De acuerdo con el análisis preliminar de la Dirección de Información, Análisis y Reacción Inmediata (DIARI), las inconsistencias se concentran en cinco aspectos: incremento de anticipos sin legalizar, facturas represadas, aumento de cuentas por pagar, deficiencias contractuales y falencias en reservas técnicas.
Anticipos pendientes por más de $15 billones
El organismo de control evidenció un incremento desmesurado en los anticipos sin legalizar, que pasaron de $3,4 billones en 2023 a $8,6 billones en 2024 (155% más). Al corte de junio de 2025, esa cifra subió a $15,27 billones, lo que compromete la liquidez institucional y podría derivar en detrimento patrimonial.
Facturas sin procesar por $13,2 billones
La Nueva EPS reporta 22,7 millones de facturas pendientes, por $22,1 billones.

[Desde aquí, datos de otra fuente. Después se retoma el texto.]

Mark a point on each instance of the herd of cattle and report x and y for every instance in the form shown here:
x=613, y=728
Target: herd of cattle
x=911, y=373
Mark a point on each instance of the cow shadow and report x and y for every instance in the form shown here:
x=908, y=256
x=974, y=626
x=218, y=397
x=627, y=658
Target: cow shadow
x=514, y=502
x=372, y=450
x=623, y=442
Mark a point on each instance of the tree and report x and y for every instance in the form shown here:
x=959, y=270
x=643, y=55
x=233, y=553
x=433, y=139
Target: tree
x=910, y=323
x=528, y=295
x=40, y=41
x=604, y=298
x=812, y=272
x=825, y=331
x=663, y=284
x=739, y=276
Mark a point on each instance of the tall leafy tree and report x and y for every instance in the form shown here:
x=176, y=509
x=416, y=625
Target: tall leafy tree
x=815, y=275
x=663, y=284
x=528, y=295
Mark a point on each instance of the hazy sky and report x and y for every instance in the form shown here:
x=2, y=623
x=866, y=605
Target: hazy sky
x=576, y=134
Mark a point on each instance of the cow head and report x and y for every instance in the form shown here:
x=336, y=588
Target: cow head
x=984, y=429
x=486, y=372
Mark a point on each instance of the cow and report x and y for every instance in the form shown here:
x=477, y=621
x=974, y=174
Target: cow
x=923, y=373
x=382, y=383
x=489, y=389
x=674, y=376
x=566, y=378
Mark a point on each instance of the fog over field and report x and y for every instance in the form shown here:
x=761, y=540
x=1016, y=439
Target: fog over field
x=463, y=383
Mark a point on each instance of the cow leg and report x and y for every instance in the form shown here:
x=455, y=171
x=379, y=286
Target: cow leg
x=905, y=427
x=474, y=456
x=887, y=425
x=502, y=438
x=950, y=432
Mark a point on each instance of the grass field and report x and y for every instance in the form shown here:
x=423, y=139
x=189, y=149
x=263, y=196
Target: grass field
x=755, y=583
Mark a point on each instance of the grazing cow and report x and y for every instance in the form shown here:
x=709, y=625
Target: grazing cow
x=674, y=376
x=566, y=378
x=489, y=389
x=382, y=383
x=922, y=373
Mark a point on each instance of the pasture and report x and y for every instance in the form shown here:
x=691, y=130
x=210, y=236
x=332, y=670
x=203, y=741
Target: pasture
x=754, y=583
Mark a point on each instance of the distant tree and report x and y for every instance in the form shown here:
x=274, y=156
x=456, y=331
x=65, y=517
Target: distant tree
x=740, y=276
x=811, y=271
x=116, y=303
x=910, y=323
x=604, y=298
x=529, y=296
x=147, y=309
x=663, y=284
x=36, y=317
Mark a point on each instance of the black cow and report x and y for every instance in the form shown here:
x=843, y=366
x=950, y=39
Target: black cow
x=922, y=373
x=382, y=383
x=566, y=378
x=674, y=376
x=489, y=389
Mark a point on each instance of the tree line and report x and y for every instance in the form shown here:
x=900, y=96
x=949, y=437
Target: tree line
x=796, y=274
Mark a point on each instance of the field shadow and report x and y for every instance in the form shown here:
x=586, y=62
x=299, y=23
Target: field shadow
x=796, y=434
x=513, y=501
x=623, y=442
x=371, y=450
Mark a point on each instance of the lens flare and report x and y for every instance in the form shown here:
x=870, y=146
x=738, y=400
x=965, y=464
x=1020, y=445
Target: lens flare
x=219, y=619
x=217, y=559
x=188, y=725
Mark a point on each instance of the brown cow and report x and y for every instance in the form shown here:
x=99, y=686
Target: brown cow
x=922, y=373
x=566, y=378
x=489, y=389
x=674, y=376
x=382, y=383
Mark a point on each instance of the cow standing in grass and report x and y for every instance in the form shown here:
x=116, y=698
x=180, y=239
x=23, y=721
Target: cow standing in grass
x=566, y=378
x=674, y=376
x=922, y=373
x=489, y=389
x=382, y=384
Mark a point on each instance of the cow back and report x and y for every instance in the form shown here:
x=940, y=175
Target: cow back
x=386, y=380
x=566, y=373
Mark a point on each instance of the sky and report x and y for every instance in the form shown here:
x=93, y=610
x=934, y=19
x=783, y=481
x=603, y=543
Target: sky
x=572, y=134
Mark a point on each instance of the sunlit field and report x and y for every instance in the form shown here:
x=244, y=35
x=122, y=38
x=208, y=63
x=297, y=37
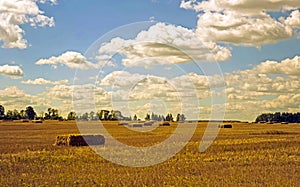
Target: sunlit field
x=246, y=155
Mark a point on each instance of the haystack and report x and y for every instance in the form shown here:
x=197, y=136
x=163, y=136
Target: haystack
x=225, y=126
x=123, y=124
x=137, y=125
x=79, y=140
x=164, y=123
x=148, y=124
x=37, y=121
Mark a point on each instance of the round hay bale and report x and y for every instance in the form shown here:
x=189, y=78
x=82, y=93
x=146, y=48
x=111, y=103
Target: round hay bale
x=226, y=126
x=79, y=140
x=164, y=123
x=137, y=125
x=148, y=124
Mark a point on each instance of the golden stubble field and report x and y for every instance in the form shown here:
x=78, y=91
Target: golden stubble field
x=246, y=155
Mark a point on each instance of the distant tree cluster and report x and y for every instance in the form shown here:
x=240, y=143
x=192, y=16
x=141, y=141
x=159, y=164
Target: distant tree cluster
x=279, y=117
x=53, y=114
x=169, y=117
x=28, y=113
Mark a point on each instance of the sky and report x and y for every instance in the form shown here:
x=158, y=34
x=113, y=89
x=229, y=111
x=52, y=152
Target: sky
x=208, y=59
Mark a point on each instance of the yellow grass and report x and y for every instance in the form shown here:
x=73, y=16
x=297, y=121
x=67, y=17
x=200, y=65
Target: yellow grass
x=242, y=156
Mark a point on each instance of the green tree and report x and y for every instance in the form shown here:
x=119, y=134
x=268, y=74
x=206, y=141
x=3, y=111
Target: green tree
x=71, y=116
x=2, y=112
x=30, y=113
x=147, y=117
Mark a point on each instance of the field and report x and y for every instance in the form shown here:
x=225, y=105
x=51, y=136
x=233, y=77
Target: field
x=246, y=155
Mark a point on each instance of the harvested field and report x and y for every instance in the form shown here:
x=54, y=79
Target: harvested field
x=79, y=140
x=242, y=156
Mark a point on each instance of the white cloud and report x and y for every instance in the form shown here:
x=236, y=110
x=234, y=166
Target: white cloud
x=293, y=20
x=42, y=81
x=249, y=7
x=230, y=27
x=14, y=13
x=164, y=44
x=245, y=22
x=287, y=67
x=13, y=71
x=71, y=59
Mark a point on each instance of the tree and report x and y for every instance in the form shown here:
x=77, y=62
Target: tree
x=9, y=115
x=178, y=117
x=147, y=117
x=2, y=111
x=30, y=113
x=71, y=116
x=23, y=114
x=92, y=117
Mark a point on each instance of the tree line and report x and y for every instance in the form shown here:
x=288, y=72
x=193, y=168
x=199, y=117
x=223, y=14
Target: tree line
x=279, y=117
x=53, y=114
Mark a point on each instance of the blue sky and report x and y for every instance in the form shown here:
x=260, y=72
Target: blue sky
x=257, y=52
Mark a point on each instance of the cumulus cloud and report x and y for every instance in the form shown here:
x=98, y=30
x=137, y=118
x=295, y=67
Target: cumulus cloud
x=71, y=59
x=293, y=20
x=244, y=22
x=42, y=81
x=13, y=71
x=14, y=13
x=232, y=28
x=164, y=44
x=287, y=67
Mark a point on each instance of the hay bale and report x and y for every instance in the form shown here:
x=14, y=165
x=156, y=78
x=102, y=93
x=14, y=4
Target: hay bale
x=148, y=124
x=226, y=126
x=164, y=123
x=137, y=125
x=123, y=124
x=37, y=121
x=79, y=140
x=61, y=140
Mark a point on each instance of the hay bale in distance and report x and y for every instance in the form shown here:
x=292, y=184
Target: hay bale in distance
x=148, y=124
x=123, y=124
x=37, y=121
x=79, y=140
x=226, y=126
x=164, y=123
x=137, y=125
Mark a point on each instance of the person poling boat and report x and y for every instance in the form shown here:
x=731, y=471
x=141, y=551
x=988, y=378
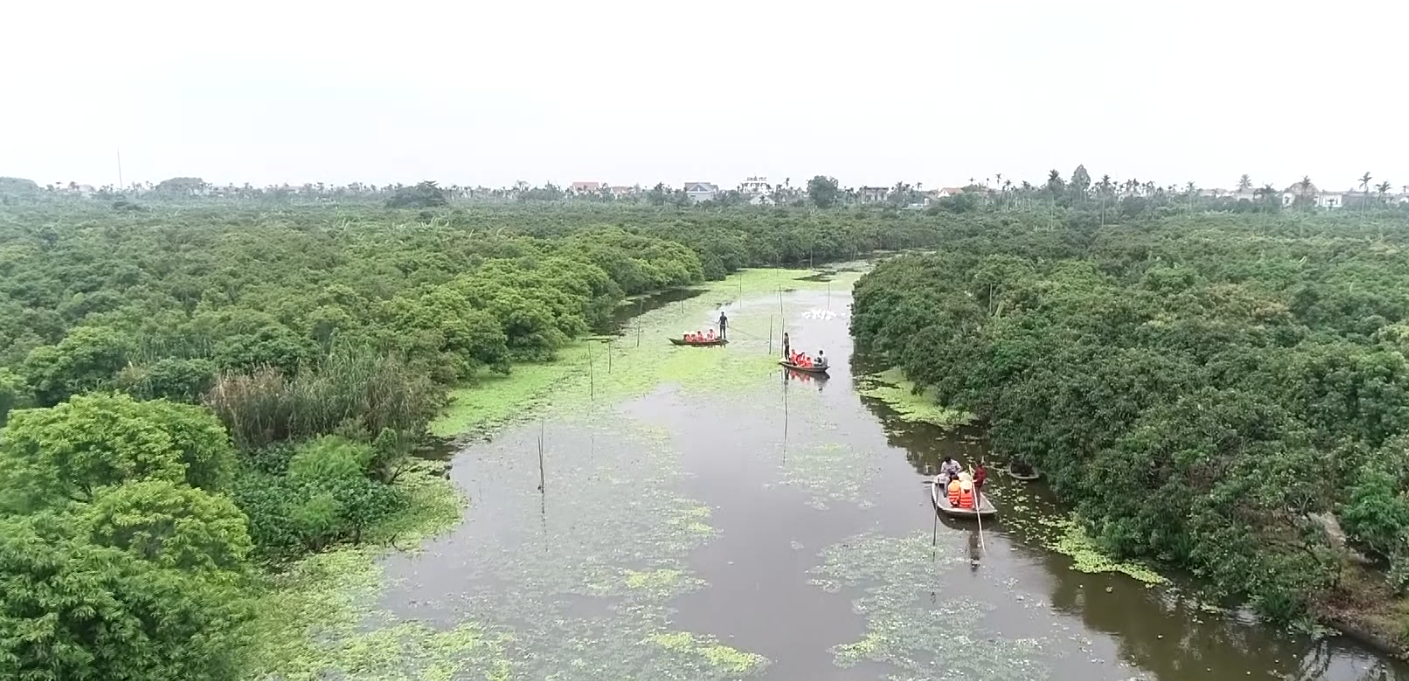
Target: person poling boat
x=708, y=336
x=948, y=470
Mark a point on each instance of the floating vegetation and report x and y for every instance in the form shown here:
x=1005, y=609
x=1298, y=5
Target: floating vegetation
x=1087, y=556
x=898, y=392
x=912, y=625
x=496, y=399
x=716, y=654
x=829, y=471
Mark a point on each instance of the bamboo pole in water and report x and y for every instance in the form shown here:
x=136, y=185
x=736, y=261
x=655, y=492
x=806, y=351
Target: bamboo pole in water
x=543, y=427
x=978, y=505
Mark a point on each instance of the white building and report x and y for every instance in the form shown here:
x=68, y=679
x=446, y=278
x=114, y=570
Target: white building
x=700, y=191
x=755, y=186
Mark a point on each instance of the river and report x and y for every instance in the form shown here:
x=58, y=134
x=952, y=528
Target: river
x=703, y=515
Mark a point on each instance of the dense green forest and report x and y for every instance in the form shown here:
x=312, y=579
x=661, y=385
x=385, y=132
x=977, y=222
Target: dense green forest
x=1206, y=389
x=193, y=394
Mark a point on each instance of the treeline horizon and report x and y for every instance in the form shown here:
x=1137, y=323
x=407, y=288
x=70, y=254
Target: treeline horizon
x=820, y=191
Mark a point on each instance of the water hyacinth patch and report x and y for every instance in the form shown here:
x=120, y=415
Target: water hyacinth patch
x=912, y=625
x=898, y=392
x=1087, y=556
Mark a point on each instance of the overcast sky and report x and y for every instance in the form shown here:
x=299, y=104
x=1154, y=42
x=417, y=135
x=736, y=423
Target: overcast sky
x=637, y=92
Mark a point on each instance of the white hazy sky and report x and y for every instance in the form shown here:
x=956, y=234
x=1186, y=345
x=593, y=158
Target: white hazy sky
x=624, y=92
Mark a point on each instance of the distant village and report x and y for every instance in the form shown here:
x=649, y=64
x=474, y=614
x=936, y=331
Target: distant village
x=755, y=191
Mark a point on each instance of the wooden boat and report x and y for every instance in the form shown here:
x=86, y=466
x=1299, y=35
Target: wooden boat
x=682, y=341
x=1025, y=478
x=805, y=370
x=941, y=504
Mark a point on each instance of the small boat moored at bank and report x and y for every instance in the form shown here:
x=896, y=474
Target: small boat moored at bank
x=805, y=370
x=700, y=343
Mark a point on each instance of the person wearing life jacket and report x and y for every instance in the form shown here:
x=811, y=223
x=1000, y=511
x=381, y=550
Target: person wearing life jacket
x=965, y=492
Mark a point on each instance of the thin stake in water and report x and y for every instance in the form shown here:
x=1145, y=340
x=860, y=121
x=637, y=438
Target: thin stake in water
x=543, y=429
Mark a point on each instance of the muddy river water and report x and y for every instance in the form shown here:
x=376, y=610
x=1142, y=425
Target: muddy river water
x=702, y=515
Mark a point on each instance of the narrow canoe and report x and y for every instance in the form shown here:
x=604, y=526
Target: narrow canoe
x=805, y=370
x=1025, y=478
x=941, y=504
x=682, y=341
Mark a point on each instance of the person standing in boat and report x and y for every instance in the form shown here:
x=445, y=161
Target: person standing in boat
x=965, y=492
x=954, y=491
x=948, y=470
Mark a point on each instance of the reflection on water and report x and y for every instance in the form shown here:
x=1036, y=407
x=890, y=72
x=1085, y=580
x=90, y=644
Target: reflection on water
x=691, y=536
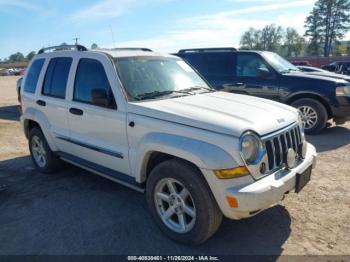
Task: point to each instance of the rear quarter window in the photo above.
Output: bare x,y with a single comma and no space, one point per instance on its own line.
33,76
56,77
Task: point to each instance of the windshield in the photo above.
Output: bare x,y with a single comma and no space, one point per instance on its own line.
279,63
153,77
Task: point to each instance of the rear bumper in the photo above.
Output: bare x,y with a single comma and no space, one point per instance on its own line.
256,196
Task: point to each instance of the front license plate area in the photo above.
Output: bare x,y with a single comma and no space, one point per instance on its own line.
303,179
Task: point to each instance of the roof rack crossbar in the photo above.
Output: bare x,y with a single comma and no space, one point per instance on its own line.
131,49
63,47
207,49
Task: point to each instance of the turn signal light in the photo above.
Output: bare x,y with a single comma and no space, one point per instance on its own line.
233,202
231,173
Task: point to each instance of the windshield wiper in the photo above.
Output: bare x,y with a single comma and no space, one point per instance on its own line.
155,94
195,88
289,70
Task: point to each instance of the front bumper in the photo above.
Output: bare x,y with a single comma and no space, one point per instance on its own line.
341,112
256,195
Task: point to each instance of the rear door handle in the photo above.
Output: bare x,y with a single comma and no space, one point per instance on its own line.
76,111
41,103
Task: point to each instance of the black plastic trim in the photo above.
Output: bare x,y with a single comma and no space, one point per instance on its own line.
95,148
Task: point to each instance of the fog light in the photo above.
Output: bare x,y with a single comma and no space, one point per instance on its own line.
233,202
291,158
231,173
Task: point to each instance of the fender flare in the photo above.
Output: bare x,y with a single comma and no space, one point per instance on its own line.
38,117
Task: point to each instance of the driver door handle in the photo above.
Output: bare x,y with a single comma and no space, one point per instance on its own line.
76,111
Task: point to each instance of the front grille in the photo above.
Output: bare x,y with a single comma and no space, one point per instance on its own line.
277,147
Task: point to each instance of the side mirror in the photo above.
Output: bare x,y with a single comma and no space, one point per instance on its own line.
99,97
263,72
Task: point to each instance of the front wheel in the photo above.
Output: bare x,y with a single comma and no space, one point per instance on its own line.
313,114
181,202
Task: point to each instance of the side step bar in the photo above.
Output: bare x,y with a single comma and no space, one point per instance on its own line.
105,172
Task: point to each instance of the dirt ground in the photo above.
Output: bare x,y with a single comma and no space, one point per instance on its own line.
76,212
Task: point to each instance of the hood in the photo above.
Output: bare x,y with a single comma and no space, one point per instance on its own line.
220,112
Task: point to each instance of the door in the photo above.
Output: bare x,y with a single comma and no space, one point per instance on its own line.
248,79
97,130
52,98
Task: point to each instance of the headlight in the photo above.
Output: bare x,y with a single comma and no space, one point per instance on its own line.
251,148
343,91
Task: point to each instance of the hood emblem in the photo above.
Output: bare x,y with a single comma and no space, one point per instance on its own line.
280,120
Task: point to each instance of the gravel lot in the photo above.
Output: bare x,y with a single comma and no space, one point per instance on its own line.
76,212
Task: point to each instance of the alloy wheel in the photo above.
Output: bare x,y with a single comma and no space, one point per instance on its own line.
309,116
175,205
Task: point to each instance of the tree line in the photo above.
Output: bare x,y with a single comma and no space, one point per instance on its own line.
325,27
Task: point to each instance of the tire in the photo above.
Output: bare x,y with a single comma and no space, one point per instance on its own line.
315,114
206,215
37,141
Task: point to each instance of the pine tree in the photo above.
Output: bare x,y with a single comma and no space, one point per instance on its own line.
327,23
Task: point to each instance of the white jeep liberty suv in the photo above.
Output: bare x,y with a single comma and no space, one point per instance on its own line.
150,122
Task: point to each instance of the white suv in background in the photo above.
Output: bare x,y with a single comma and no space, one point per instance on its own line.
150,122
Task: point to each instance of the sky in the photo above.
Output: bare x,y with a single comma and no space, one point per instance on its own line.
162,25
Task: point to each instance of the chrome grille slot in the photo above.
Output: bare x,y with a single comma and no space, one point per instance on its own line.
277,147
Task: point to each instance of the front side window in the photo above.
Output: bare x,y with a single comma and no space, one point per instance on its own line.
33,76
279,63
150,77
56,77
220,64
90,75
248,65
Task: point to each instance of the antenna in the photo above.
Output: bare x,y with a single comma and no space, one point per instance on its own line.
113,40
76,40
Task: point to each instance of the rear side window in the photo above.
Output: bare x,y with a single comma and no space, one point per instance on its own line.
90,75
33,76
56,77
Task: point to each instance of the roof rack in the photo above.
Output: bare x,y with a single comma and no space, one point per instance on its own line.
127,49
215,49
63,47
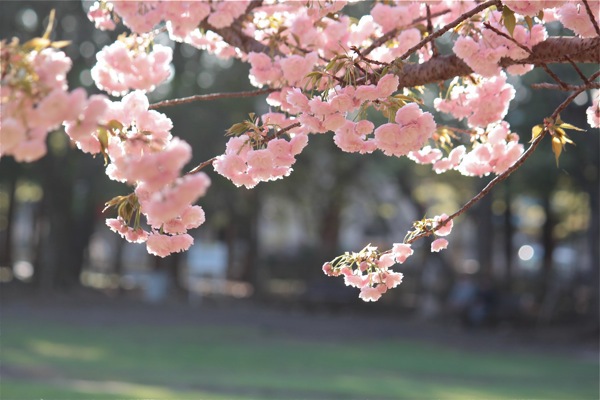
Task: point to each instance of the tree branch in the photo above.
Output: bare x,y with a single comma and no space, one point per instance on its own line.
390,35
592,18
446,28
552,50
208,97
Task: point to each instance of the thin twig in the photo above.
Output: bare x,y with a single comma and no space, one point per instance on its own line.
551,86
206,163
208,97
200,166
389,35
592,18
578,70
525,48
283,130
434,48
446,28
507,37
505,174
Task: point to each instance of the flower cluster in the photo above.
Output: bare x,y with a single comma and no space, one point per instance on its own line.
182,16
481,101
573,15
132,62
482,52
246,166
144,154
493,152
593,111
36,100
369,270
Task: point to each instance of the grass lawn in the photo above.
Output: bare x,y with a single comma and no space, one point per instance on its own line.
48,360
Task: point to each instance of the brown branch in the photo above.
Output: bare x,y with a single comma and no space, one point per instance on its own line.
446,28
525,48
551,86
208,97
569,99
591,16
390,35
283,130
434,48
505,174
486,189
552,50
578,70
200,166
234,36
208,162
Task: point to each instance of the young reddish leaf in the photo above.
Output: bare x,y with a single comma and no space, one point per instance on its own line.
556,148
536,131
566,125
508,17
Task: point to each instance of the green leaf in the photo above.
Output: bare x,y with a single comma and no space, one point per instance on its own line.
541,15
536,131
566,125
556,148
508,16
238,129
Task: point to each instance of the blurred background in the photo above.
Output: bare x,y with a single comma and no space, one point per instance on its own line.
509,310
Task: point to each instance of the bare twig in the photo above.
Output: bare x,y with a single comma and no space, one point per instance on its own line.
551,50
446,28
507,37
283,130
591,15
434,48
206,163
389,35
523,47
208,97
200,166
551,86
505,174
578,70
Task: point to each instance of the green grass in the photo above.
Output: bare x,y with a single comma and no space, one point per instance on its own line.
59,361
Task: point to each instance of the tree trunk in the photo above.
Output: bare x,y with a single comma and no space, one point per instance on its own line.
6,258
485,235
509,231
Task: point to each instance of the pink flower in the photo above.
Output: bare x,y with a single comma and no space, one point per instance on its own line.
447,228
593,112
412,129
295,67
574,16
402,251
392,279
159,245
356,280
12,133
263,70
163,245
327,269
439,244
387,85
260,164
368,293
386,260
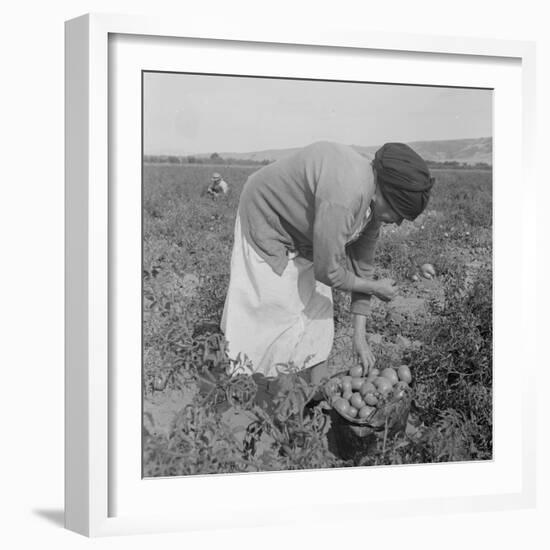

Al depurar registros repetidos (9,1 millones), se estableció que aún quedan por procesar cuentas por $13,2 billones, de las cuales el 97% corresponde a 2024 y el primer semestre de 2025. Además, el 40% del monto pendiente se concentra en solo 36 prestadores, lo que aumenta el riesgo financiero en caso de incumplimientos o litigios.
Cuentas por pagar y desequilibrio financiero
La Contraloría identificó que, con corte a marzo de 2025, las cuentas por pagar ascendían a $21,3 billones, cifra que, sumada a los anticipos y facturas represadas, pone en riesgo la sostenibilidad de la EPS, que cubre al 22% de la población afiliada al sistema de salud.
Contratación sin soportes y reservas técnicas insuficientes
La entidad no aportó la documentación completa de los contratos con su red prestadora, incumpliendo los requisitos del Decreto 441 de 2022. A esto se suma una subestimación en las reservas técnicas por $11,1 billones a diciembre de 2024, además de falta de soportes en autorizaciones y facturas.
Posibles responsabilidades fiscales y penales
La Contraloría advirtió que la situación refleja un deterioro progresivo de la EPS, pese a la intervención de la Superintendencia Nacional de Salud. Por ello, trasladará los hallazgos a la Delegada para el Sector Salud para determinar responsabilidades fiscales, así como a las autoridades competentes para evaluar eventuales faltas disciplinarias y penales.
Con estas alertas, el ente de control busca prevenir un colapso financiero que afecte la prestación de servicios médicos a millones de afiliados en el país.